I’m very excited to be giving a virtual talk at next week’s Mythmoot on Modeling the Multiple Dimensions of Time in Tolkien’s Legendarium.
I’ll be exploring some ideas that have been on my mind from the very beginning of the Digital Tolkien Project.
Here’s the abstract for my talk:
Jean-Luc Godard is attributed as once having said “A story should have a beginning, a middle and an end, but not necessarily in that order.” The order in which a narrative unfolds is often different from the actual timeline of events. This is certainly true in Lord of the Rings, whether it be the events recounted during the Council of Elrond or the author’s decision to tell Frodo and Sam’s post-Fellowship-breaking story in separate books rather than interleaved narrative. The distinction between what the Russian formalists called fabula (the events of a story), and syuzhet (the organization of the story) is brought into even starker focus once one considers the paratext. How do the timelines in Appendix B map to the narrative? There are also many references to earlier events (even going back to the Eldar Days).
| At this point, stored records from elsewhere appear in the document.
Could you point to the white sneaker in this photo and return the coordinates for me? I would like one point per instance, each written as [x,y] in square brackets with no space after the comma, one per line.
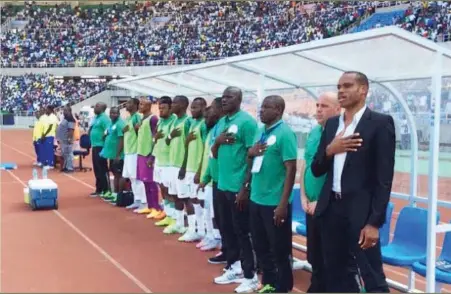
[189,236]
[248,285]
[230,276]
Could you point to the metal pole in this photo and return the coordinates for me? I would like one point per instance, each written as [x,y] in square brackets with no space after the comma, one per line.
[433,175]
An adequate modeling of this, which the Digital Tolkien Project is undertaking, would be enough by itself, but with Tolkien we have another dimension to consider. What if we want to model different iterations of the legendarium—different drafts of the manuscripts? This is what Christopher Tolkien referred to as the ‘longitudinal’ (diachronic) study of Middle-earth as opposed to the ‘transverse’ (synchronic). And so an event can be placed on a timeline in the secondary creation and in the narrative structure of a textual work, but both of these can be placed in the primary timeline: a particular manuscript draft, a version of the story, a date in the author’s lifetime.
This talk will discuss the ongoing work of the Digital Tolkien Project on mapping narrative structure to secondary world timelines synchronically and tracking changes diachronically. Examples from across the legendarium will be given with experiments both in representing the underlying data and visualizing it.
It will just the beginning and there’s still a lot more to be done, but I’m really looking forward to presenting my initial thoughts and work.
I’m speaking late Friday afternoon (for people there in person—it will be the early hours of Saturday morning for me in Esperance, Western Australia).